Nokia: Ovi Store 'outpaced' by iPhone's App Store
updated 07:50 am EST, Fri December 11, 2009
Nokia plans Ovi Store revamp next year
Nokia's Ovi Store for mobile apps has been trounced by Apple's App Store, the former's media group product lead George Linardos admitted on Thursday. Created as rival to the iPhone's portal, Ovi is now acknowledged as having been 'outpaced' by the App Store as its tendency to crash, its slow speed and its lack of features to match Apple's have left it behind. The executive noted that the current Ovi incarnation was primarily meant to integrate Nokia's disparate services and wasn't ready for the iPhone's approach.

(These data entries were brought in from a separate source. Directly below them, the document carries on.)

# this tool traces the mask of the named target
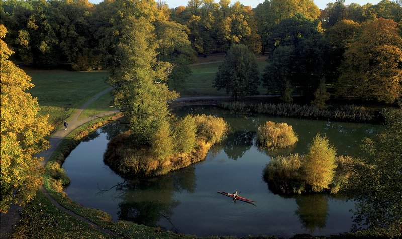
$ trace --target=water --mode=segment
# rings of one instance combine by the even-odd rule
[[[262,178],[271,157],[306,152],[316,134],[326,134],[338,155],[358,155],[359,145],[379,126],[323,121],[245,116],[214,108],[185,108],[176,112],[223,117],[231,130],[227,139],[215,145],[206,159],[185,169],[146,180],[124,180],[106,166],[103,153],[119,130],[106,126],[82,142],[63,167],[71,180],[69,196],[84,206],[99,208],[114,220],[125,220],[198,236],[276,235],[297,233],[329,235],[348,231],[352,225],[352,202],[341,195],[316,194],[284,196],[271,192]],[[255,146],[259,125],[268,120],[292,125],[299,141],[279,152]],[[257,201],[256,206],[217,191],[241,192]]]

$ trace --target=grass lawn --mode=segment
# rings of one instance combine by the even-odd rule
[[[86,108],[82,113],[79,115],[79,118],[91,117],[100,113],[113,110],[115,108],[109,107],[113,97],[110,93],[106,94],[99,98],[93,101]]]
[[[33,70],[22,68],[35,85],[28,91],[38,98],[40,113],[49,114],[49,122],[57,126],[74,110],[108,87],[105,71],[74,72],[61,70]]]
[[[11,238],[111,238],[88,223],[57,208],[38,190],[24,208]]]
[[[192,73],[189,77],[184,87],[171,87],[170,89],[180,92],[181,97],[228,95],[224,89],[218,91],[212,87],[215,74],[224,57],[224,54],[218,54],[206,58],[198,57],[196,63],[191,66]],[[266,60],[266,57],[257,56],[257,63],[261,75],[267,65]],[[261,94],[265,94],[266,91],[262,86],[260,86],[258,90]]]

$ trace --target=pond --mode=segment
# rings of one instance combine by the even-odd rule
[[[209,235],[330,235],[348,231],[353,202],[342,195],[315,194],[284,196],[271,192],[262,177],[272,156],[305,153],[313,137],[325,134],[338,155],[356,156],[361,140],[379,126],[245,116],[212,107],[186,107],[186,113],[223,117],[230,124],[226,140],[214,145],[205,160],[148,180],[124,180],[103,163],[109,140],[120,131],[117,123],[105,126],[71,152],[63,165],[71,180],[66,192],[84,206],[98,208],[115,220],[125,220],[166,230]],[[260,150],[255,131],[266,121],[293,126],[299,141],[279,152]],[[257,201],[256,206],[217,193],[222,190]]]

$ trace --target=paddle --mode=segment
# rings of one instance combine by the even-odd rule
[[[241,192],[239,192],[239,193],[238,193],[236,197],[235,197],[235,198],[233,199],[233,201],[232,201],[232,202],[235,202],[235,201],[236,201],[236,199],[237,199],[237,197],[239,196],[239,194],[240,194],[240,193],[241,193]]]

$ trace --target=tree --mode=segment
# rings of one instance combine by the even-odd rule
[[[250,7],[244,6],[238,1],[228,10],[222,14],[222,18],[218,22],[217,40],[221,48],[227,51],[233,44],[242,44],[255,53],[260,52],[260,37],[257,33],[257,22]]]
[[[402,95],[402,38],[398,24],[380,18],[365,23],[345,52],[335,87],[338,96],[393,103]]]
[[[377,18],[393,19],[396,22],[402,20],[402,6],[390,0],[382,0],[373,8],[377,13]]]
[[[6,32],[0,25],[0,212],[4,213],[11,203],[29,202],[42,185],[43,158],[33,155],[48,148],[44,137],[51,130],[48,116],[38,114],[37,99],[24,92],[34,86],[31,77],[8,60],[13,52],[3,40]]]
[[[335,173],[336,151],[328,138],[318,134],[313,139],[302,163],[303,177],[313,192],[328,189]]]
[[[396,238],[402,233],[402,108],[382,115],[385,127],[364,140],[366,156],[355,161],[345,192],[356,202],[355,222]]]
[[[187,115],[177,121],[174,127],[175,150],[179,153],[188,153],[196,145],[197,126],[193,117]]]
[[[159,157],[164,155],[161,147],[169,146],[161,142],[168,139],[155,137],[171,135],[167,104],[178,96],[165,83],[171,65],[156,58],[156,36],[149,19],[129,15],[121,24],[108,82],[115,89],[115,105],[130,122],[135,144],[150,147]]]
[[[345,51],[351,46],[356,39],[360,24],[352,20],[337,22],[327,29],[325,35],[331,48],[326,54],[325,74],[327,81],[333,83],[338,79],[338,68],[343,60]]]
[[[226,89],[237,101],[239,97],[258,94],[259,72],[255,56],[242,44],[234,44],[219,66],[213,87]]]
[[[270,56],[268,65],[262,76],[264,85],[270,93],[279,91],[281,100],[286,103],[293,102],[290,80],[295,54],[294,46],[280,46]]]
[[[296,14],[275,26],[269,42],[272,50],[262,80],[265,86],[276,88],[268,91],[283,94],[289,81],[303,96],[312,97],[324,75],[323,55],[328,49],[319,21]]]
[[[345,0],[336,0],[335,3],[329,3],[324,10],[325,15],[322,19],[325,27],[334,26],[336,23],[346,17],[346,8],[344,4]]]
[[[269,47],[272,28],[286,18],[297,13],[314,20],[320,16],[320,9],[312,0],[265,0],[254,9],[258,23],[258,33],[262,38],[262,52]]]
[[[319,109],[325,109],[328,107],[325,104],[325,102],[329,99],[330,93],[327,92],[325,81],[321,80],[320,85],[314,92],[314,100],[311,102],[311,104]]]
[[[190,62],[195,56],[188,39],[190,30],[186,26],[172,21],[159,22],[155,25],[159,43],[158,58],[173,66],[169,83],[182,86],[191,74]]]

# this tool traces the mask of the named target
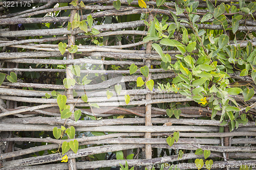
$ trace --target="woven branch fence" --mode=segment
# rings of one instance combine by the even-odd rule
[[[203,155],[195,154],[199,148],[211,152],[209,158],[214,160],[216,169],[228,169],[231,165],[234,166],[232,169],[239,169],[241,164],[255,165],[253,115],[256,110],[253,107],[248,123],[239,124],[238,128],[230,132],[228,125],[210,119],[209,108],[202,107],[179,93],[160,90],[156,83],[152,91],[144,86],[137,87],[136,80],[141,76],[140,69],[134,75],[130,74],[129,67],[135,64],[138,67],[146,65],[150,68],[147,81],[167,83],[176,77],[173,70],[159,66],[161,57],[152,50],[152,41],[142,40],[147,28],[141,19],[147,15],[149,22],[153,15],[169,16],[170,11],[176,14],[175,2],[165,2],[164,7],[158,9],[155,1],[148,1],[149,8],[141,9],[137,1],[129,5],[121,0],[119,10],[112,1],[83,1],[86,4],[83,8],[63,5],[71,2],[69,0],[33,0],[29,1],[31,7],[20,2],[14,1],[15,7],[7,8],[6,2],[0,1],[0,71],[7,75],[14,72],[18,79],[11,83],[6,78],[0,86],[2,169],[85,169],[118,167],[125,161],[137,169],[165,163],[178,164],[181,169],[197,169],[191,160],[204,159]],[[218,1],[217,5],[225,3],[238,8],[236,3],[238,2]],[[22,8],[17,8],[17,4]],[[205,1],[200,1],[197,8],[200,15],[208,12],[203,9],[207,8]],[[79,28],[68,30],[68,23],[72,22],[77,11],[81,19],[90,14],[94,19],[88,32],[95,29],[100,33],[84,34]],[[252,16],[255,17],[256,14]],[[184,13],[177,17],[179,20],[187,20]],[[169,25],[175,23],[171,17],[168,19]],[[199,29],[223,29],[221,25],[209,23],[212,21],[200,23],[199,19],[196,25]],[[185,22],[181,25],[191,28]],[[256,30],[255,26],[253,20],[241,20],[238,30],[249,34]],[[180,39],[180,35],[177,38]],[[101,45],[96,45],[98,42],[95,40],[100,39],[103,40]],[[71,53],[66,50],[61,55],[59,42],[67,43],[68,46],[77,45],[77,52]],[[241,47],[247,44],[246,41],[238,43]],[[163,53],[169,54],[173,63],[177,60],[175,55],[181,54],[178,50]],[[68,68],[72,65],[80,66],[80,77]],[[235,81],[251,81],[248,76],[239,75],[240,72],[229,74]],[[86,76],[92,80],[88,84],[76,84],[68,89],[63,85],[65,78],[75,78],[81,82]],[[145,77],[142,79],[146,81]],[[122,87],[120,94],[114,88],[118,84]],[[79,120],[75,122],[72,116],[60,118],[56,98],[46,97],[53,90],[67,95],[67,104],[74,107],[74,111],[80,109]],[[111,98],[107,90],[112,94]],[[91,104],[81,98],[86,92]],[[127,94],[131,101],[127,104],[125,96]],[[244,103],[242,95],[232,97],[238,103]],[[246,104],[255,102],[253,96]],[[92,107],[93,103],[99,108]],[[179,118],[167,116],[170,104],[179,106]],[[217,115],[221,116],[221,111]],[[79,145],[76,154],[71,150],[65,154],[69,159],[67,163],[60,162],[61,153],[51,152],[61,149],[63,142],[72,140],[53,137],[53,128],[63,125],[75,128],[75,139]],[[177,131],[180,138],[169,147],[166,138]],[[179,150],[184,154],[179,159]],[[134,159],[117,160],[115,154],[119,151],[123,151],[124,158],[133,153]]]

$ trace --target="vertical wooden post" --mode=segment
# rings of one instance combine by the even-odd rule
[[[71,13],[70,14],[70,22],[72,22],[74,20],[74,17],[75,16],[75,13],[76,13],[76,10],[73,10],[71,11]],[[69,46],[70,46],[71,45],[75,44],[75,36],[71,35],[69,38]],[[74,59],[74,54],[68,53],[68,56],[67,57],[67,60],[73,60]],[[71,70],[68,68],[68,67],[72,65],[72,64],[67,65],[66,68],[66,78],[67,79],[72,79],[74,77],[74,75],[72,74]],[[74,99],[74,96],[73,96],[73,90],[68,89],[67,91],[67,99]],[[74,105],[73,104],[69,104],[69,106],[70,106],[70,110],[72,111],[72,113],[74,113]],[[74,116],[72,114],[71,118],[74,119]],[[76,159],[69,159],[69,170],[76,170]]]
[[[149,14],[148,21],[150,22],[153,18],[153,16],[152,14]],[[149,42],[146,44],[146,54],[151,54],[151,48],[152,48],[152,41]],[[151,60],[146,60],[145,65],[146,65],[148,68],[151,67]],[[147,78],[147,81],[151,80],[151,74],[150,74]],[[147,89],[148,89],[147,87],[146,87]],[[150,101],[151,100],[151,94],[146,94],[146,101]],[[145,126],[151,126],[151,104],[145,104]],[[151,138],[151,133],[145,133],[145,138]],[[145,154],[146,159],[151,159],[152,158],[152,147],[151,144],[146,144],[145,147]]]

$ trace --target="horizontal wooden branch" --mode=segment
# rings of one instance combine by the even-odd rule
[[[2,113],[3,114],[3,113]],[[55,126],[48,125],[25,125],[0,124],[2,131],[52,131]],[[60,126],[57,126],[59,128]],[[243,127],[239,128],[242,128]],[[143,126],[103,126],[92,127],[76,127],[76,131],[92,132],[218,132],[219,127],[214,126],[172,126],[170,127],[154,126],[148,127]]]
[[[75,38],[76,39],[81,39],[81,38],[86,38],[93,37],[104,37],[108,36],[114,36],[117,35],[146,35],[147,32],[144,31],[137,31],[137,30],[122,30],[122,31],[110,31],[106,32],[100,33],[97,35],[93,35],[91,36],[86,35],[76,35]],[[40,39],[29,39],[19,41],[5,41],[2,42],[0,43],[0,47],[9,46],[13,45],[22,44],[27,43],[43,43],[46,42],[51,42],[54,41],[63,41],[68,39],[68,36],[58,36],[55,37],[51,38],[43,38]],[[1,42],[1,41],[0,41]],[[27,57],[28,58],[28,57]]]
[[[118,119],[101,119],[99,120],[78,120],[75,122],[73,120],[61,119],[59,117],[48,117],[37,116],[31,118],[6,118],[0,119],[1,123],[9,124],[48,124],[48,125],[63,125],[66,122],[67,126],[74,127],[97,127],[110,125],[144,124],[145,119],[143,118],[124,118]],[[196,119],[192,118],[152,118],[152,122],[153,124],[171,123],[172,125],[182,124],[199,126],[222,126],[219,120]],[[166,126],[166,125],[165,125]],[[228,125],[226,125],[228,126]],[[248,122],[245,126],[239,124],[239,127],[254,127],[254,122]],[[231,132],[230,132],[231,133]],[[253,132],[254,133],[254,132]],[[256,133],[255,133],[256,134]]]
[[[69,159],[72,159],[106,152],[112,152],[134,148],[142,148],[143,145],[143,144],[112,144],[91,147],[79,150],[76,154],[74,154],[73,151],[69,151],[66,153],[66,154],[68,155]],[[57,153],[4,162],[3,163],[3,166],[6,168],[44,164],[60,161],[62,159],[59,153]]]
[[[94,85],[76,85],[70,87],[70,89],[75,90],[92,90],[95,89],[108,88],[111,86],[115,85],[117,83],[120,83],[125,82],[136,81],[139,76],[128,76],[125,77],[117,77],[111,79],[106,80],[102,83]],[[152,75],[152,79],[160,79],[166,78],[173,78],[175,77],[174,73],[163,73],[156,74]],[[142,78],[142,79],[145,80],[145,78]],[[53,89],[66,89],[63,85],[55,85],[55,84],[36,84],[36,83],[8,83],[6,82],[3,82],[2,85],[15,86],[15,87],[28,87],[32,88],[49,88]]]
[[[144,26],[145,24],[143,20],[137,20],[131,22],[104,24],[103,25],[93,26],[92,28],[95,28],[98,31],[116,31],[119,29],[123,29],[130,28],[136,28],[140,26]],[[90,29],[88,29],[88,32],[91,32]],[[83,33],[79,29],[75,29],[73,31],[69,31],[67,28],[55,29],[44,29],[44,30],[23,30],[23,31],[10,31],[0,32],[0,37],[18,37],[26,36],[49,36],[58,35],[65,34],[76,35],[78,33]],[[73,33],[73,34],[72,34]]]

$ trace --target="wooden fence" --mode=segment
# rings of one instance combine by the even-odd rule
[[[153,91],[135,87],[141,74],[138,69],[130,75],[129,67],[133,63],[139,68],[145,65],[150,68],[147,81],[167,83],[176,76],[173,71],[159,68],[160,56],[152,51],[151,42],[142,39],[147,35],[147,30],[140,17],[148,10],[154,15],[170,15],[167,8],[153,8],[156,7],[156,2],[149,1],[146,3],[150,8],[142,9],[121,1],[121,8],[117,10],[112,1],[83,1],[86,5],[82,9],[79,6],[58,4],[69,3],[71,1],[69,0],[34,0],[31,4],[35,8],[24,6],[15,9],[5,7],[5,3],[0,2],[0,71],[7,75],[14,72],[17,77],[16,82],[10,82],[6,78],[0,86],[2,169],[84,169],[119,166],[125,161],[136,168],[170,163],[183,163],[181,169],[196,169],[191,160],[203,158],[203,155],[195,154],[199,148],[211,152],[209,158],[214,160],[217,169],[222,169],[223,166],[229,169],[228,166],[233,165],[234,169],[238,169],[241,164],[255,165],[255,122],[240,124],[237,129],[229,132],[228,125],[210,119],[210,109],[200,107],[192,99],[178,93],[163,91],[158,89],[157,84]],[[14,2],[19,4],[20,1]],[[221,2],[232,5],[230,1],[217,3]],[[165,3],[168,7],[175,7],[174,2]],[[132,6],[137,4],[136,1],[131,3]],[[200,9],[206,7],[206,2],[200,1],[197,12],[205,13],[206,10]],[[68,22],[72,22],[77,11],[81,18],[91,14],[95,19],[92,28],[100,33],[87,35],[78,28],[68,30]],[[186,19],[183,14],[178,17]],[[245,23],[246,27],[242,26]],[[245,23],[241,23],[239,30],[256,29],[255,21]],[[181,25],[190,27],[184,22]],[[222,29],[217,25],[197,25],[199,28]],[[91,31],[88,28],[88,32]],[[91,41],[97,37],[103,37],[103,45],[96,45]],[[62,55],[58,46],[60,41],[69,46],[77,45],[78,52],[70,53],[66,50]],[[241,46],[245,46],[246,43],[242,42]],[[251,43],[254,45],[255,42]],[[175,55],[180,53],[178,51],[164,53],[169,54],[174,61]],[[80,77],[68,68],[72,65],[80,66]],[[81,82],[87,75],[92,80],[88,84],[77,84],[68,89],[63,85],[65,78],[75,78]],[[237,81],[250,79],[240,77],[239,73],[229,76]],[[122,87],[120,94],[115,90],[117,84]],[[75,122],[72,117],[60,118],[56,98],[46,97],[46,94],[51,95],[53,90],[66,95],[67,103],[74,110],[81,110],[82,119]],[[107,90],[113,94],[109,99]],[[86,91],[88,102],[97,103],[99,108],[81,99]],[[131,101],[126,104],[124,98],[127,94]],[[238,103],[243,100],[242,95],[234,99]],[[251,104],[255,101],[253,96],[247,102]],[[181,111],[179,118],[167,116],[170,103]],[[255,114],[255,110],[250,110],[252,115]],[[221,115],[221,112],[217,114]],[[96,117],[97,120],[92,119]],[[80,146],[76,154],[72,151],[66,154],[67,163],[60,162],[59,153],[51,153],[59,148],[64,141],[71,140],[56,139],[52,135],[54,127],[60,128],[63,125],[66,128],[75,127],[75,139]],[[180,138],[170,147],[166,138],[177,131]],[[180,159],[178,158],[179,150],[184,153]],[[116,160],[113,154],[118,151],[123,151],[124,158],[134,154],[134,159]],[[104,158],[100,159],[99,155]]]

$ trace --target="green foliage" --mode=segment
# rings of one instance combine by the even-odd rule
[[[195,163],[196,163],[196,166],[198,169],[201,169],[204,165],[204,160],[202,159],[197,159],[195,161]]]
[[[137,78],[137,87],[141,87],[144,85],[144,81],[142,80],[142,78],[139,77]]]
[[[140,72],[144,76],[147,78],[150,73],[150,70],[148,69],[148,67],[146,65],[145,65],[143,67],[140,67]]]
[[[150,90],[150,91],[152,91],[154,88],[154,80],[150,80],[146,82],[146,85]]]
[[[135,65],[134,64],[132,64],[130,66],[130,74],[132,75],[135,72],[136,72],[137,69],[138,69],[138,67],[137,65]]]
[[[113,6],[117,10],[119,10],[121,7],[121,2],[119,0],[114,1],[113,2]]]

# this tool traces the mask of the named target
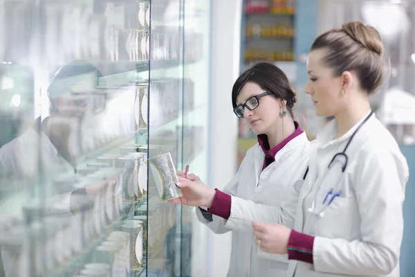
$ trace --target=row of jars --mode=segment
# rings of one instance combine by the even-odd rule
[[[248,48],[245,51],[246,60],[293,61],[294,52],[292,50],[268,50],[262,48]]]

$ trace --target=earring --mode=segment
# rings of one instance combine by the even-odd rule
[[[281,107],[281,111],[279,111],[279,116],[285,117],[287,115],[287,111],[285,109],[285,104],[282,105]]]

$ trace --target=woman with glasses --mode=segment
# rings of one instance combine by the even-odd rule
[[[258,144],[248,151],[223,191],[195,183],[200,179],[194,175],[183,178],[178,172],[178,186],[184,196],[171,202],[199,206],[199,220],[216,233],[233,231],[229,276],[283,276],[286,256],[257,258],[252,229],[241,229],[239,221],[241,214],[250,220],[261,219],[253,208],[255,204],[280,207],[296,201],[286,191],[304,174],[310,143],[293,119],[295,94],[286,75],[273,64],[261,62],[245,71],[234,84],[232,101],[237,116],[257,134]],[[295,211],[282,211],[288,226]]]

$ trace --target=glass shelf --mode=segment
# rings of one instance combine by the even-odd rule
[[[206,175],[209,2],[0,3],[0,276],[190,276],[160,179]]]

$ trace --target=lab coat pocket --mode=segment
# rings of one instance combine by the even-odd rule
[[[356,199],[353,196],[335,197],[317,219],[317,234],[329,238],[351,239]]]

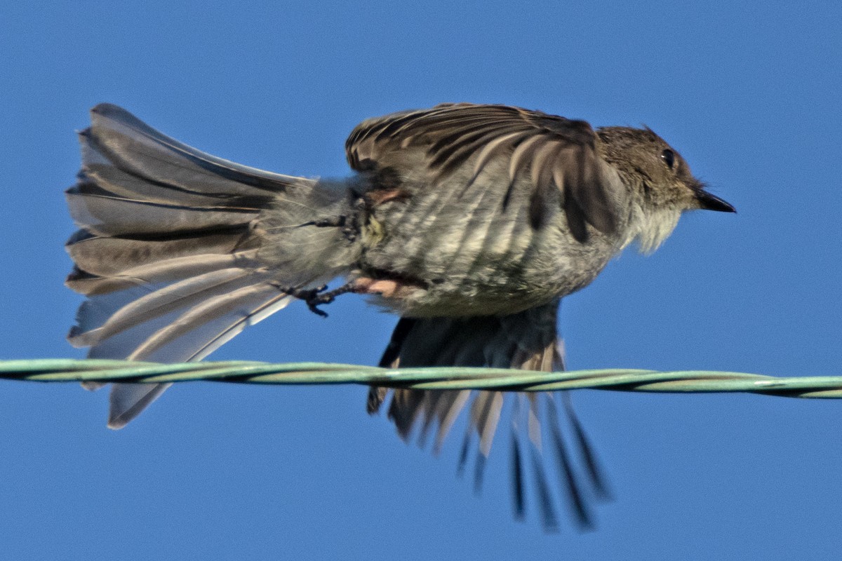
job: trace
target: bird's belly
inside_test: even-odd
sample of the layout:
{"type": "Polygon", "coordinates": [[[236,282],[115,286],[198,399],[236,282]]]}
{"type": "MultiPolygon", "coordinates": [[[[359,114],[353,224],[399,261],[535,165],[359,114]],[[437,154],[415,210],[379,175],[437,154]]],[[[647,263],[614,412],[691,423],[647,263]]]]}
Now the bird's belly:
{"type": "Polygon", "coordinates": [[[562,213],[536,229],[516,209],[483,210],[374,216],[354,273],[360,291],[405,316],[504,315],[581,288],[610,257],[599,236],[573,240],[562,213]]]}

"The world changed radically around us," Linardos told the Financial Times.
Many of those problems, however, are being targeted with a major revamp of the Ovi Store planned for the spring. The interface should make it easier to find new apps and will include a Genius-like system that recommends apps based on what friends have downloaded. It's also due to catch up and implement in-app payments, which have been present on iPhone apps since June.
The upgrade will be timed with multiple important changes to Nokia's strategy. It will finally see a major update to the interface of its phones when Symbian^3 arrives in the first half of next year and brings multi-touch. Also, the Finnish firm plans to halve its smartphone line and avoid a chronic weakness in its approach to releases, which has often involved releasing multiple phones in a given category that are only slightly different from each other.




Fresh-Faced Recruit
Joined: Nov 2008
Nokia seems to be forthcoming to
admit its deficiencies and is at least trying to do something to correct its mistakes. Unlike Microsoft's Ballmer, always saying that everything is just fine and competitors are not hurting them at all. Nokia is a very large company and due to it's mass it probably will have to do everything slowly to correct its course. Undoubtedly the cellphone business did change radically in a short time and Nokia was caught off-guard especially if it tried to follow a long-term business plan. Since Nokia realizes this and admits it will do its best to fix things for investors, then that's a start. At least Nokia isn't in denial like certain companies whose market share is plunging.